О сроках за перепосты и лайки, кажется, никто всерьез тогда и не думал.
Теперь же взыскательную российскую публику трудно удивить даже судом над министром. Во всяком случае, дело Улюкаева сошло с первых полос СМИ лишь немногим медленнее, чем взлетело на них. За несколько лет произошла очевидная брутализация политики. Случилось убийство под стенами Кремля, а суды стали обращать внимание не только на рядовых граждан, но и на весьма высокопоставленные политические фигуры. Силовой блок российского руководства влияет на законодательный процесс едва ли не больше советников и министров.
Возможно, самое удивительное в этом, что сам политический процесс в России не остановился, а в чем-то стал даже более бурным.
Первоначальное оцепенение, вызванное жестким политическим поворотом, сменилось у оппозиционно настроенных групп новым всплеском раздражения и активности, которая вылилась в антикоррупционные «прогулки» 26 марта и 12 июня. В свою очередь у лояльного большинства, с энтузиазмом встретившего присоединение Крыма, подъем сменился прежней апатией по принципу «лишь бы хуже не было».
Оказалось, что привыкание к силовой составляющей политики происходит куда быстрее, чем можно было себе представить. Тюрьма, безусловно, остается тяжелейшим испытанием, но тем не менее для кого-то она даже становится пиаром и началом своеобразной общественной карьеры.
Но главное, что она не ставит на человеке клейма.
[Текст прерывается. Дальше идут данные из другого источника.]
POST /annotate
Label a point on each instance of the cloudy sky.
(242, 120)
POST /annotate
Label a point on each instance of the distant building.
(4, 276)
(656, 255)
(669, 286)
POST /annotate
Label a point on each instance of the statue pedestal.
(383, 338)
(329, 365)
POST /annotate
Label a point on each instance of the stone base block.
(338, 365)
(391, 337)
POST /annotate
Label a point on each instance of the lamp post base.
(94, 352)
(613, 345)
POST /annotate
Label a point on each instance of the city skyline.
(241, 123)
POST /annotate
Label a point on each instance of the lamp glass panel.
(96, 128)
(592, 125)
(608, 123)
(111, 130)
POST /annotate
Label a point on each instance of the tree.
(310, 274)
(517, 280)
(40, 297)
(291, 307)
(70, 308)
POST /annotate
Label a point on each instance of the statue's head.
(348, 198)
Тут можно много спекулировать о глубоко укорененном в российском менталитете сочувствии и даже уважении к сидельцам — «кто в тюрьме не побывал, тот полжизни не видал». Но скорее дело в том, как мало людей верят в то, что громкие посадки всех этих лет не имеют под собой политической подоплеки.
Это не значит, что люди думают, что «сажать не за что». Это значит, что они уверены — посадили не за то.
И тем не менее Удальцову эта ситуация сама по себе не обещает больших бонусов. Когда его сажали, было немало спекуляций на тему того, что власть тем самым расчищает политическое поле под Навального, который ей якобы более удобен. Теперь говорят об обратном: мол, Удальцова противопоставят не в меру усилившемуся борцу с коррупцией. Тем более что и в «крымский консенсус» он вполне мог бы вписаться: сразу после освобождения Удальцов заявил, что поддерживает присоединение полуострова.
Действительно, в российской политике очень много скрытых механизмов, о которых мы, возможно, вообще никогда не узнаем, но как раз подобные истории ясно демонстрируют, что она развивается не по сценариям мнимых или реальных кукловодов. Инструменты очень быстро обретают собственную волю.
Прошедшие тюрьму политики редко возвращаются на ведущие роли — это очевидно на примере того же Ходорковского. Отсидевшим, может, и сочувствуют, но особенно и не привечают — постсоветские россияне не любят «неудачников» и легко забывают вчерашних героев. Пример Удальцова, пережившего тюремное заключение, но сохранившего волю к борьбе, пусть и может оказаться значимым, но, вероятнее всего, — только для последователей по оппозиционной деятельности.